The truck actually went the other direction and the scenario remained imaginary. I questioned myself on why this thought had arisen; what was behind this fear?
Then I had a greater realization: the kind of people who yell from trucks at runners are generally the kind of people who don’t run.
I know runners and the running crowd. If they’re saying something to someone propelled in a forward motion, it’s always encouragement and never shame inducing. They’ve had these kinds of mornings, where the feet slog and the lungs gasp. They’ve felt the frustration and the disappointment, which seems to multiply with humidity. When you’ve been there, you know better than to tease about it. Runners know that lacing up is always harder than sitting on the couch. There’s no shame in doing the hard thing.
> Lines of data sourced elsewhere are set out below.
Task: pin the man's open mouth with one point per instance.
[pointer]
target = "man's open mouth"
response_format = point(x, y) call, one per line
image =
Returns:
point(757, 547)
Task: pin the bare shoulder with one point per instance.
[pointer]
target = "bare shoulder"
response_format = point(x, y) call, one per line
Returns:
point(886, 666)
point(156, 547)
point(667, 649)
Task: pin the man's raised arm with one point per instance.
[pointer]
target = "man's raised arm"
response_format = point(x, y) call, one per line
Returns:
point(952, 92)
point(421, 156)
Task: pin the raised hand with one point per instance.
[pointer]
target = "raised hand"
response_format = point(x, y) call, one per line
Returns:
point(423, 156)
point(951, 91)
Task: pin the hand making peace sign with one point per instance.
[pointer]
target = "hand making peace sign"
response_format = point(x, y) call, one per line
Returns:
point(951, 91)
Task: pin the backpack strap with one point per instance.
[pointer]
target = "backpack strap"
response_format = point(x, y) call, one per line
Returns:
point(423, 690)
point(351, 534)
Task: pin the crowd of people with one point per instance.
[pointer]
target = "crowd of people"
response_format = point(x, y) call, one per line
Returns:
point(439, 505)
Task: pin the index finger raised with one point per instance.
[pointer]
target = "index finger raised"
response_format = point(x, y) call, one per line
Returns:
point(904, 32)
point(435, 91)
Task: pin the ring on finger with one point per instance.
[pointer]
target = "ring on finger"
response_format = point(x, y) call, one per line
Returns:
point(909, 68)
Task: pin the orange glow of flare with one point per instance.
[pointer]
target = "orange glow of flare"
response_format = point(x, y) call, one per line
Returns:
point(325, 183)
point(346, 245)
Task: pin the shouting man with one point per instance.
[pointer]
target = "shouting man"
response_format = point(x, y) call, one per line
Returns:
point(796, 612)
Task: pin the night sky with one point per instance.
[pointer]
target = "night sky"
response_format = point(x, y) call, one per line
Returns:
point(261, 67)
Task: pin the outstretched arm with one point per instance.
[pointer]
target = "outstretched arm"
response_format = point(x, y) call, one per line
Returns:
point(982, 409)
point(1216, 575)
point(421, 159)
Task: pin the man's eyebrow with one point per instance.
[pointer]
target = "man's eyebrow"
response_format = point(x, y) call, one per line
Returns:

I’ve read Brene Brown’s Daring Greatly about 3 times now (likely, soon a 4th) and she refers to a speech by Roosevelt in 1910:
“It is not the critic who counts; not the man who points out how the strong man stumbles, or where the doer of deeds could have done them better. The credit belongs to the man who is actually in the arena, whose face is marred by dust and sweat and blood; who strives valiantly; who errs, who comes short again and again, because there is no effort without error and shortcoming; but who does actually strive to do the deeds; who knows great enthusiasms, the great devotions; who spends himself in a worthy cause; who at the best knows in the end the triumph of high achievement, and who at the worst, if he fails, at least fails while daring greatly, so that his place shall never be with those cold and timid souls who neither know victory nor defeat.”
The voices of those driving by – often the imaginary ones – always seem to be the loudest. Words spoken as if they come from knowledge, but often a reflection of personal fears and failures. The image of knowledge comes from a generalized perception, a recitation of facts. True wisdom has legs and has walked the course, so the words are fewer and truer.
Whatever your arena, I hope you hear the difference between the voices of the critics flying by and those who have done the work. May you know which ones to value.